Editor’s note: We regret to note that Walter Ehlers passed away on Feb 20,2014.
In the spring of 1944, Staff Sergeant Walter Ehlers led his squad against an enemy stronghold. Crawling forward under machine gun fire, he destroyed the gun crew. After eliminating a mortar position, he destroyed a second machine gun nest. The next day, after his squad was ordered to withdraw, he diverted the bulk of the heavy hostile fire to himself, permitting his men to pull back unharmed. Though wounded, he carried another injured rifleman to safety and returned to retrieve his weapon.
In December of that year, Ehlers was recognized for his bravery with the highest combat honor an American serviceman can receive, the Medal of Honor. Almost 70 years later, Ehlers is one of only eight living Medal of Honor recipients from that war. But when the time is right, he still wears the medal proudly, as he did recently when Santa Ana District leaders visited him at the Veterans Administration hospital in Long Beach, where the Buena Park resident is slowly recuperating from a broken leg.
On behalf of the Postal Service District Manager Larry Munoz and Buena Park Postmaster Margaret Staley presented Ehlers with a framed edition of the recently issued World War II Medal of Honor Forever stamps along with commemorative envelopes and several sheets of the new postage.

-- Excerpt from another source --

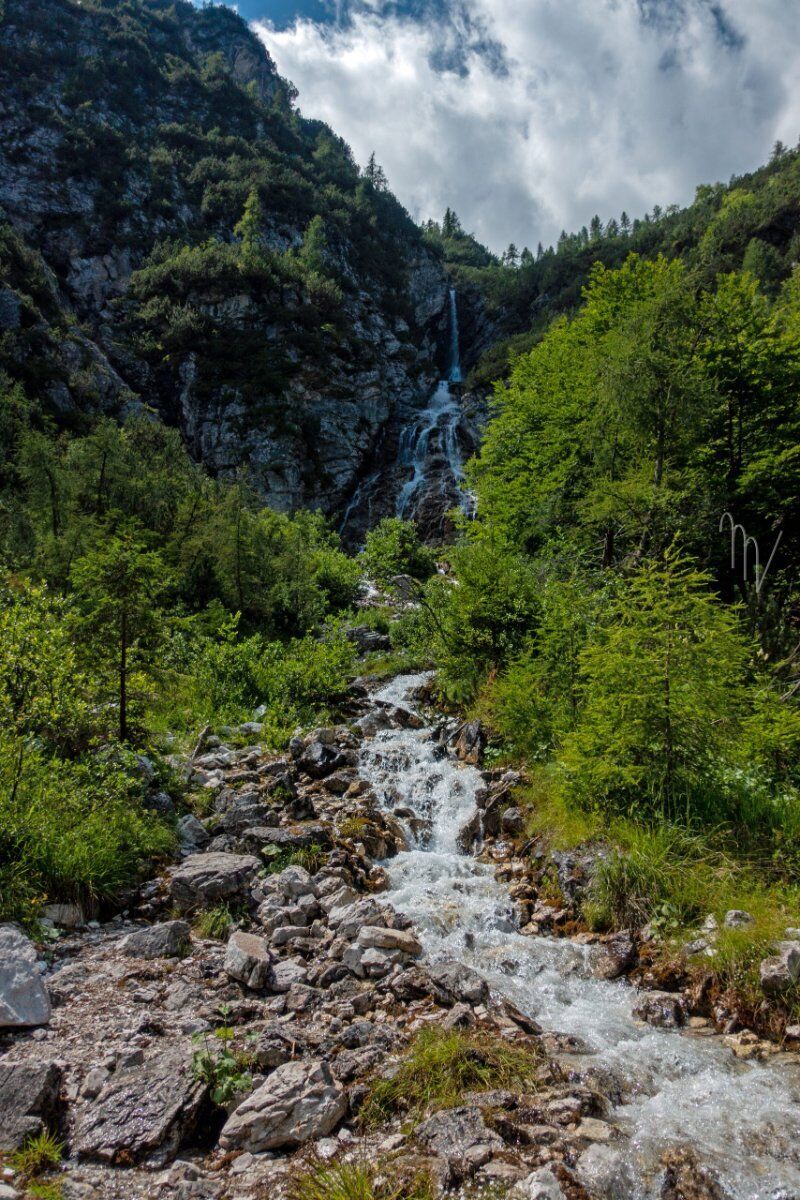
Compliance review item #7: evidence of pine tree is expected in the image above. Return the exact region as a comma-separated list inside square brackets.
[72, 534, 167, 742]
[234, 187, 264, 263]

The occasion was made significant by the fact that Ehlers’ name and photograph are featured prominently on the front of the Prestige Folio in which the stamps are presented. Alongside 11 other Medal of Honor recipients who were living at the time the stamps were designed, Ehlers is now in virtually every Post Office in America.
Photographers, newspaper reporters and a TV camera were on hand to capture Ehlers’ gracious acceptance of the keepsake. “You can’t know how much I appreciate this,” Ehlers said before a crowd of fellow veterans and visitors. “This wouldn’t mean so much to me if it weren’t for all of the other men who are honored on these stamps,” he added, his voice choked with emotion.
Ehlers, who has met every President since World War II and attended almost every Presidential inauguration, went on to share his perspective on the medal that hung around his neck. “I didn’t win this,” he said soberly. “I earned it for just doing my job.”